“That evening I said to my wife: ‘Sweetheart, where is the little brown mole that was just under your left ear?’
“For a moment she looked at me; then she said softly, but with a certain power in her voice: ‘Have you forgotten your vow?’
“I stared a moment; then recalled my promise never to allude to the past. Somehow, it impressed me differently now than when I had first taken it. To be sure, I laughingly begged Leila’s pardon, assuring her there would be no more lapses from rectitude in that direction. But from that moment a strange restlessness took possession of me. I felt something impending. In the morning I would wake with a singular sense of oppression, which when traced to its cause always arrived at the same starting-point,—the little brown mole which should have been on my wife’s soft white throat, but was not.
“It was about this time that I noticed that there was not a likeness of Leila in the whole house. When I went away there were many scattered about,—water-color sketches, paintings in oil, photographs, and etchings, for Leila had always been proud of her beauty. Now not one remained; even the oil-painting that had been finished, as companion to mine, just, after our first marriage, had been removed, though mine hung in its accustomed place. I was about to call attention to this fact and ask the reason, when I remembered that this circumstance, also, belonged to the past, concerning which I had promised never to question, and was silent.

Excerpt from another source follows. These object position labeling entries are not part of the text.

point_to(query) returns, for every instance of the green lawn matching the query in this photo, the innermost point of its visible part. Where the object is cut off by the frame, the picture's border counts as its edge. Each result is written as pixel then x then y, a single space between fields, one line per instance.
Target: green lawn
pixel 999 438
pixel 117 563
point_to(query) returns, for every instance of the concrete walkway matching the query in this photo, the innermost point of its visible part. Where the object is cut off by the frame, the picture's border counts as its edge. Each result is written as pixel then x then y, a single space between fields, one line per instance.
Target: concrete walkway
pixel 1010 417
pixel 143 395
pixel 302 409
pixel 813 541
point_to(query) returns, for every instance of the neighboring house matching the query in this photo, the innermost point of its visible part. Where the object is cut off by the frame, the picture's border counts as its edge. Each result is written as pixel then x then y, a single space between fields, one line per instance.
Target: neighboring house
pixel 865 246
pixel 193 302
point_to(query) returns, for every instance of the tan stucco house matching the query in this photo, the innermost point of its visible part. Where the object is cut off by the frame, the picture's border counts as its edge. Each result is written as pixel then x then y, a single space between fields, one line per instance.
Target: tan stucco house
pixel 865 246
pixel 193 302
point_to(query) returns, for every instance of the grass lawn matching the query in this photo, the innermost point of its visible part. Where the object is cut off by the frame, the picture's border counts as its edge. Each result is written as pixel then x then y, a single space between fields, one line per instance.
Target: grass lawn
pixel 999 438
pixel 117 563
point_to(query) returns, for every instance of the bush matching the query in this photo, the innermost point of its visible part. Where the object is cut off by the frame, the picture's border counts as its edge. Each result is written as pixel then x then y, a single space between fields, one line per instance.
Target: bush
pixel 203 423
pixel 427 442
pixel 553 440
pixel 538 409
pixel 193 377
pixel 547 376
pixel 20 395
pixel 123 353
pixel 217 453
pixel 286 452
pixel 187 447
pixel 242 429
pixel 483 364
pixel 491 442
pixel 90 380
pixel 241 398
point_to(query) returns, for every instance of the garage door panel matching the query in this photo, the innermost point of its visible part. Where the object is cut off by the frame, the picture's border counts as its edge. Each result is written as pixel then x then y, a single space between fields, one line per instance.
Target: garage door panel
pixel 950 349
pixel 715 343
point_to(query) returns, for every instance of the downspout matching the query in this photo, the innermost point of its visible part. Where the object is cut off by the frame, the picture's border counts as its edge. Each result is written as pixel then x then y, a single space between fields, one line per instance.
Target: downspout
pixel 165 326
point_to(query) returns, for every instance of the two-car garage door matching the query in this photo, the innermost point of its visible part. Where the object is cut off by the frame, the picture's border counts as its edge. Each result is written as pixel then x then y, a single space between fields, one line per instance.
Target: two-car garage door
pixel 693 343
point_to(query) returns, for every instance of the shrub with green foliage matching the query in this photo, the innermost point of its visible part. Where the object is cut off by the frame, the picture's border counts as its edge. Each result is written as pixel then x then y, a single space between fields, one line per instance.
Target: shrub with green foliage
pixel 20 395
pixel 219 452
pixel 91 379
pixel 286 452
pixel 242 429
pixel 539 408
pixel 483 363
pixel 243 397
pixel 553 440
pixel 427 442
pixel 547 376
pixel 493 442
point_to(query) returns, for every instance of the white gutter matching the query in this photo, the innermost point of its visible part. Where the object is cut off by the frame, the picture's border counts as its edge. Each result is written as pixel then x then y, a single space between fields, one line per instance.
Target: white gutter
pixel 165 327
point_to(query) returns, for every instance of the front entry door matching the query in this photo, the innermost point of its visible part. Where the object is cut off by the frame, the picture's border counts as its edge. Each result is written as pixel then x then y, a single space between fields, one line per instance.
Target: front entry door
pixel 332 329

“My mind had now become so perturbed that it continually demanded something on which to focus its attention. For this reason, I turned my thoughts to my favorite pursuit,—naval architecture,—which had been neglected for months. Before my trip abroad I had left in a sandal-wood box in the library some unfinished plans, which I now decided to complete. But as the box was missing and the servants knew nothing of its whereabouts, I climbed to the attic to look for it myself.
“After an hour spent in a fruitless search I was turning to leave, when my eye fell upon a large picture lying on its face among a heap of papers in the darkest corner. I knew the frame, and the first glance at the picture told me I had happened on what I was not looking for, but had wished for,—a portrait of my wife. It was the one that had been painted directly after our marriage.
“Dragging it from its hiding-place, I carried it to the long, low window, and, propping it up against an old dressing-table in a position that would catch a good light, I carefully wiped off the dust and cobwebs and stood back to view it.
“As I looked I became as a man stricken with death! The face on the canvas was not the face of the woman I loved and worshiped as my wife!
“How long I stood benumbed by this discovery I do not know. After the first shock lessened and my senses began to act, I fell to studying the portrait and comparing it with its living double.
“That there was a remarkable resemblance between the two it is unnecessary to say; but at the same time there were so many points of difference that I was amazed that I could have been so easily deceived. There was, in fact, what might be termed a ‘family’ resemblance such as often exists between two sisters, who, when together, are not thought to be remarkably alike, but when seen apart are often mistaken for one another. In the picture the ears were larger, the mouth smaller, the chin less decided, the forehead a trifle narrower, and the eyebrows heavier.